Paris Climate Summit requires raised ambitions

On 30th October 2015, the United Nations Framework Convention on Climate Change (UNFCCC) published its Global Response to Climate Change Keeps Door Open to 2 Degree C Temperature Limit, which synthesized the Intended Nationally Determined Contributions (INDCs) from some 146 countries, including all the developed and three quarters of the developing countries, including Guyana. The 146 plans covered some 86% of global green gas emissions.

According to the UNFCC report, the INDCs present climate policies, programmes and actions across many sectors, such as decarburizing energy supply mainly through massive shifts to renewable energy, energy efficiency improvements, improved land management, urban planning and transport.

20140101henryThe UNFCCC claims that the INDCs are generally national in scope and include commitment to take immediate action. This has been interpreted as being a recognition by governments of the both the urgency of the matter and the possibility that ambitions will have to be raised before as well as after 2020, when the new climate change agreement takes effect.

The INDCs are said to be cost-effective efforts to achieve a substantial slowdown in emissions growth, thus making it still possible and affordable by 2030 to stay below a 2°C temperature rise.

All industrialised country INDCs and many from developing countries have made unconditional contributions and their conditional contributions represent about 25% of the total expected of emission reductions. Further, all the INDCs cover carbon dioxide (CO2) and many also cover methane, nitrous oxide and other potent greenhouse gases.

It is estimated that, fully implemented, the INDCS could bring global average emissions per capita down by as much as 8% in 2025 and 9% by 2030 and present the possibility of our limiting the forecasted temperature rise to about 2°C by 2100.

As should be expected at this stage of the negotiations, when the secretariat must exude enthusiasm to keep the process on track, the UNFCCC public presentation of the report was very upbeat, if also mildly guarded.

Nick Nuttall, UNFCCC spokesperson, has claimed that collectively the synthesized national climate plans and actions if implemented would ‘dramatically slow global emissions into the atmosphere’, and Ms Christiana Figueres, Executive Secretary of the UNFCCC, has maintained that, ‘Fully implemented these plans together begin to make a significant dent in the growth of greenhouse gas emissions: as a floor they provide a foundation upon which ever higher ambition can be built. I am confident that these INDCs are not the final word in what countries are ready to do and achieve over time–the journey to a climate safe-future is underway and the agreement to be inked in Paris can confirm, and catalyze that transition.’

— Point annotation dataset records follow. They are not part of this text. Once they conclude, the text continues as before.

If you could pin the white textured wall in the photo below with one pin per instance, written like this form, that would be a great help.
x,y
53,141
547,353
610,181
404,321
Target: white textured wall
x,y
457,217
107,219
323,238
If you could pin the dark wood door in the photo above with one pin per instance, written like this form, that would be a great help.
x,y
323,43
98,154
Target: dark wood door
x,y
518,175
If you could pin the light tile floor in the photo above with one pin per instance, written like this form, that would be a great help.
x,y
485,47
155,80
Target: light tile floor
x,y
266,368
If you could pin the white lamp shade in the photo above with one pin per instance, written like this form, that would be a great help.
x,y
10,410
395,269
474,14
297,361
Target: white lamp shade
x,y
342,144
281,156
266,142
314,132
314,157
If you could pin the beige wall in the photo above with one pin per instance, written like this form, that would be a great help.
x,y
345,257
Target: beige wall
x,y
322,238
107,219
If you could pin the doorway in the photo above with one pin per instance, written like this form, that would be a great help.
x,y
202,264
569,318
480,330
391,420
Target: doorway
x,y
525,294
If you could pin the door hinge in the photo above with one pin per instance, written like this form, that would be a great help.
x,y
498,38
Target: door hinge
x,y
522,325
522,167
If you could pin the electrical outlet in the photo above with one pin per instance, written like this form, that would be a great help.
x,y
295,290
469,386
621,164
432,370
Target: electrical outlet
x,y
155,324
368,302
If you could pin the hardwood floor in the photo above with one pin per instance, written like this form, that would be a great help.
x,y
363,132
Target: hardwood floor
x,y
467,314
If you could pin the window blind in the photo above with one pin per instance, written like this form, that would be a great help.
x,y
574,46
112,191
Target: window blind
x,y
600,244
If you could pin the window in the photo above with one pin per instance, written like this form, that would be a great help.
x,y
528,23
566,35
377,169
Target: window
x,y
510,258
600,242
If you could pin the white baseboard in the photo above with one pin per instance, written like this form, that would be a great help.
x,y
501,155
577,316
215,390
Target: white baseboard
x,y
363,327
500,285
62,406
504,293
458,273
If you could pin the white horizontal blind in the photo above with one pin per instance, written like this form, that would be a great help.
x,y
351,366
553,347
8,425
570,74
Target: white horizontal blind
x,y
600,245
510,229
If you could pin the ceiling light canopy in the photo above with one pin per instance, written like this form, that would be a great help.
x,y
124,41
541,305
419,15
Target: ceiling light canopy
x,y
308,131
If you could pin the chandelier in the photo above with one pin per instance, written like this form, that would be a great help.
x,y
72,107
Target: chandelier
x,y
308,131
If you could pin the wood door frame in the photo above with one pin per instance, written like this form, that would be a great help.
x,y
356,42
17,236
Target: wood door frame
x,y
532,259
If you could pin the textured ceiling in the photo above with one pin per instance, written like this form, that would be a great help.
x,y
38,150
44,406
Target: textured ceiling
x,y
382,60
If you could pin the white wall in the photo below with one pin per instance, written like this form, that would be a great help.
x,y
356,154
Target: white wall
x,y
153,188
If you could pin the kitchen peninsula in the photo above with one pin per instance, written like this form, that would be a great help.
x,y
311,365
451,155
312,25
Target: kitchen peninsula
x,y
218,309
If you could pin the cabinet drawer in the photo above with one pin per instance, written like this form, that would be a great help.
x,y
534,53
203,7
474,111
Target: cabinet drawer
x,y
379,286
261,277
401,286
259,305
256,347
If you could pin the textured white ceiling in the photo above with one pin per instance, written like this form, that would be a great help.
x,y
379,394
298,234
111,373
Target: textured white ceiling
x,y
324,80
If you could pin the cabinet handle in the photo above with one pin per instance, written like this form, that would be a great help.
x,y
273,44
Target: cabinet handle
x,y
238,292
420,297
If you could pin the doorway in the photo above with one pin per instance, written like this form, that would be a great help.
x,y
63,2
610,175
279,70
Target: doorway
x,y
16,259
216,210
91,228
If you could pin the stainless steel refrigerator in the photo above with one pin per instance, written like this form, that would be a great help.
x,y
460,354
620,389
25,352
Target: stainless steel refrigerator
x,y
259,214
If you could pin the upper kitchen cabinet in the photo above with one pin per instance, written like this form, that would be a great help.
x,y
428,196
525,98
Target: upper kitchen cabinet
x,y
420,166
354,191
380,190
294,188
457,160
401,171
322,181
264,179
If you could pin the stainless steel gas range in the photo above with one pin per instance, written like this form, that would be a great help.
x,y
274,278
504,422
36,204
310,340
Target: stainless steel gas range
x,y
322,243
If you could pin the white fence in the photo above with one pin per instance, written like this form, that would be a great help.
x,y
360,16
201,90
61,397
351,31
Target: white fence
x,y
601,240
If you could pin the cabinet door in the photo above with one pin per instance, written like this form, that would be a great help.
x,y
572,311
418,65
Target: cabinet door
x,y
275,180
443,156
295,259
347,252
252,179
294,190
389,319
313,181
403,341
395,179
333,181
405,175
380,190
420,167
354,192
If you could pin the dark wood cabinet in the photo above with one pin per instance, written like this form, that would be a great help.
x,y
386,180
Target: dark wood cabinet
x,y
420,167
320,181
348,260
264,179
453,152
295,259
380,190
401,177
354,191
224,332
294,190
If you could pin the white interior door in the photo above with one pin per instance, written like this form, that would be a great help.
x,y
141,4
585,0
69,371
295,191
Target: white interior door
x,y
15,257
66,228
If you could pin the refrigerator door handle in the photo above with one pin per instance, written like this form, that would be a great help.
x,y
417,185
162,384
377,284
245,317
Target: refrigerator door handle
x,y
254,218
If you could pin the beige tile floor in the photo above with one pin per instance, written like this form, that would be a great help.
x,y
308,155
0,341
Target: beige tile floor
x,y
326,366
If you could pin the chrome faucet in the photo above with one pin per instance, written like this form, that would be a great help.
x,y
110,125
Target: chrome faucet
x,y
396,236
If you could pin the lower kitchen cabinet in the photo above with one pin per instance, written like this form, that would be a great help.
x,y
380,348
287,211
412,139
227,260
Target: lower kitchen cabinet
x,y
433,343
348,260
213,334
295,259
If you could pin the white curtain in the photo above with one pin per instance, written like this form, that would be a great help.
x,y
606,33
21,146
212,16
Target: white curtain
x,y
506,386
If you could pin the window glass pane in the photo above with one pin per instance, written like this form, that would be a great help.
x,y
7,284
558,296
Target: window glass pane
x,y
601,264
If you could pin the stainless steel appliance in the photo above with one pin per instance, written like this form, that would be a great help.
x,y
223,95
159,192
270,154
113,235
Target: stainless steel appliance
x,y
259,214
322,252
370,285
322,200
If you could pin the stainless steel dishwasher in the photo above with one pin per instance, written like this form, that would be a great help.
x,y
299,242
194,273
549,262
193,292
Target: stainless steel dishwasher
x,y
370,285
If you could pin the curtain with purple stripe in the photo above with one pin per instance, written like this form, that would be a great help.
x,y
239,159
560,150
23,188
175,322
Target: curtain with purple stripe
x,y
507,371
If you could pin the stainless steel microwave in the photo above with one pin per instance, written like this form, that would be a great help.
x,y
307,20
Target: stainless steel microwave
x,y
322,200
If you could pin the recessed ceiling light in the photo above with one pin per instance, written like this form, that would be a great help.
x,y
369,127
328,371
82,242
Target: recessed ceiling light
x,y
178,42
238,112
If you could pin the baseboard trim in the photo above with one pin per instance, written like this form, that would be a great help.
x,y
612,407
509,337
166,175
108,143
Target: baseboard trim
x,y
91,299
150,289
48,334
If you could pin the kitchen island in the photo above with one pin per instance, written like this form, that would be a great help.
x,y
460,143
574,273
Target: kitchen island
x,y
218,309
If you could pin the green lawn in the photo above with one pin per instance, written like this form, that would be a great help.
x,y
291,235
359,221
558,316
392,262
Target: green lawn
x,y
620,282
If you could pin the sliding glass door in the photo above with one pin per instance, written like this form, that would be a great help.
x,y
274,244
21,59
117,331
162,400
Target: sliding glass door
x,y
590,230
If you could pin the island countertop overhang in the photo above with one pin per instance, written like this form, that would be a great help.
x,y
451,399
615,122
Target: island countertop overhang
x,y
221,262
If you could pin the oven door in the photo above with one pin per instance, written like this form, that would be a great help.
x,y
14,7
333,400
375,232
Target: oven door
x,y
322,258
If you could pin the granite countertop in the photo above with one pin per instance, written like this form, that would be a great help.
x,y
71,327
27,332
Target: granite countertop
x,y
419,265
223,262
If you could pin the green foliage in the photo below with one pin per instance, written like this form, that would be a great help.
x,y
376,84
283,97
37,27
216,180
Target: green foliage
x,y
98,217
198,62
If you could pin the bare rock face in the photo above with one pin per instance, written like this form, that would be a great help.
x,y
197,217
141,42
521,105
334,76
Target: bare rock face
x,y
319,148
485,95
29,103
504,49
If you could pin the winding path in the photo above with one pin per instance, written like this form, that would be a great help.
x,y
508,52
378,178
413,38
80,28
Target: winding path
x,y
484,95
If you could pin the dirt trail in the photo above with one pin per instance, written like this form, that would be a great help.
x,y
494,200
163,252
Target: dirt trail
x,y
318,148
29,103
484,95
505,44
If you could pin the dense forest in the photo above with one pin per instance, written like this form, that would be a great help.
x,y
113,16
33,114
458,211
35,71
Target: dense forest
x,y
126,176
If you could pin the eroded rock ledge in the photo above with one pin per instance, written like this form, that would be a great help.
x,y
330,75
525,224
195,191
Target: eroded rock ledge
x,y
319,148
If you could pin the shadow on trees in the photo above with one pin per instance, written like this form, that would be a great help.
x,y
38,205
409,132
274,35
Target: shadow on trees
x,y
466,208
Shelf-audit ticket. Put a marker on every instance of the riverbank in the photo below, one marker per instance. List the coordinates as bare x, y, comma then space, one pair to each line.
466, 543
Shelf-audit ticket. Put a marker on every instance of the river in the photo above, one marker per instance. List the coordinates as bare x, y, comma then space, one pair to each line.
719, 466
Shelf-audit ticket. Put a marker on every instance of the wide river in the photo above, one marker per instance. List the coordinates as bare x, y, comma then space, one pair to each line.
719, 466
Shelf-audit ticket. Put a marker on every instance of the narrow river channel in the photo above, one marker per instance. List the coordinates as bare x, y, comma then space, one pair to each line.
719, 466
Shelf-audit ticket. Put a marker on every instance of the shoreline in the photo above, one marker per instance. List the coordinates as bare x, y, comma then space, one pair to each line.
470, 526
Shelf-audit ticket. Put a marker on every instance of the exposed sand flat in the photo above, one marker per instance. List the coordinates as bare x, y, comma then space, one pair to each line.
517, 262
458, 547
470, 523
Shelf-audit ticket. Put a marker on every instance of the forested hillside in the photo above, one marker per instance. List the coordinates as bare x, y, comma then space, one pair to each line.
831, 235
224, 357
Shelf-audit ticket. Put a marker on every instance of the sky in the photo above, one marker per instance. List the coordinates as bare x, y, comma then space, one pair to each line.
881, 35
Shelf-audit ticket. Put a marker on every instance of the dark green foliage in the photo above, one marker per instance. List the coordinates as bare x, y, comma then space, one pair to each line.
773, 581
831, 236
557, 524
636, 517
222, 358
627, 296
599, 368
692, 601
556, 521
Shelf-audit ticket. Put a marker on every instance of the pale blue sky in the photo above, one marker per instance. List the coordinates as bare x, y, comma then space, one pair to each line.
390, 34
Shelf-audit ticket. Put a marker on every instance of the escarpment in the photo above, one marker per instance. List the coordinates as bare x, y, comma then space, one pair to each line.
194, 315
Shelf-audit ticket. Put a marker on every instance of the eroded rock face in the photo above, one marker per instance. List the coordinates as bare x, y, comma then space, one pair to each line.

The UNFCCC report claims that INDCs are expected to slow emissions growth by approximately a third between 2011 and 2030 compared to the period 1990–2010, delivering emission reductions of around 4Gt by 2030 compared to pre-INDC scenarios.

However, since information on emissions beyond 2030 is not available, the report does not directly address implications for temperature change by the end of the century. Notwithstanding this, based on various assumptions, some independent analysts have attempted to estimate the impact of the INDCs on temperature and they more or less agree that if they are fully implemented, the INDCs will represent an important advance on the present situation.

For example, even before (at the beginning of October 2015) the UNFCCC published its report, Climate Action Tracker (CAT), which provides independent science-based assessment of emission commitments and country actions, after analyzing INDCs amounting to 71% of global emissions made the claim that, ‘INDCs lower projected warming to 2.7°C: significant progress but still above 2°C’ (http://climateactiontracker.org/).

CAT assessed that if the INDCs are fully implemented they would reduce warming by about 0.6 to 1.1°C by 2100 from the present trajectory of about 3.6°C. It is the first time since it began calculating temperature estimates in 2009 that projected warming has fallen below 3°C.

But the organisation also warned that global ambitions will have to raise if there is to be any chance of success. It claimed that emissions are still set to grow rapidly towards 2030 and there is a major risk that if the INDCs are locked in to 2030 without review, the achievement of the 1.5°C goal called for by the most vulnerable countries may be locked out and achievement of the 2°C goal fundamentally threatened.

Zeroing in on a similar kind of concern, Tim Crosland in his blog (COP21 Support Network) argues that the International Panel on Climate Change (IPCC) has concluded that as from 2011, we must keep climate CO2 emissions within a budget of 1000 Gt if global warming is to be limited to 2°C by 2100. But with the INDCs emissions will still be growing rapidly and will be 11-22% higher by 2030 compared to 2010 or 37-52% higher than in 1990.

‘Think of that as an empty bath we started running in 2011, which mustn’t be allowed to overflow. Following the trajectory of INDCs, the UNFCCC report concludes that by 2025 the bath will be just over half full; by 2030 it will be three quarters full. Even if global emissions stabilise post 2030 (and there is no evidence that they will) the bath will be overflowing by 2035 (with the tap still running for decades to come).’

He claims that there remains a possibility of our staying within the 2 degree limit only if two conditions are met: INDCs would need to be fully implemented by 2030 and total emissions between 2030 and the decarbonisation date (say 2080) would need to be less than total emissions between 2025 and 2030.  He claims that this scenario is unrealistic and that it would be better to make this clear to all the parties.

Also paragraph 59 of the UNFCCC report states, ‘Many Parties communicated that their adaptation components are guided by long-term development aspirations as well as by global climate objectives, including the goal of holding the increase in global average temperature below 2°C or 1.5°C above pre-industrial levels, which a few Parties used as a reference point for defining their adaptation components.’

Crosland has observed that this means that some countries may be planning their adaptation strategies now on the assumption that warming will be limited to 1.5 or 2 degrees; for example, constructing flood defences on that basis. This he claimed ‘is a reminder of the importance of honest and realistic assessments regarding the long-term goal.’

He concludes, ‘The real message of the report is, predictably, that INDCs don’t deliver anything like enough, soon enough. There has to be a Plan B. Politically that message may be unpalatable; but it won’t go away.’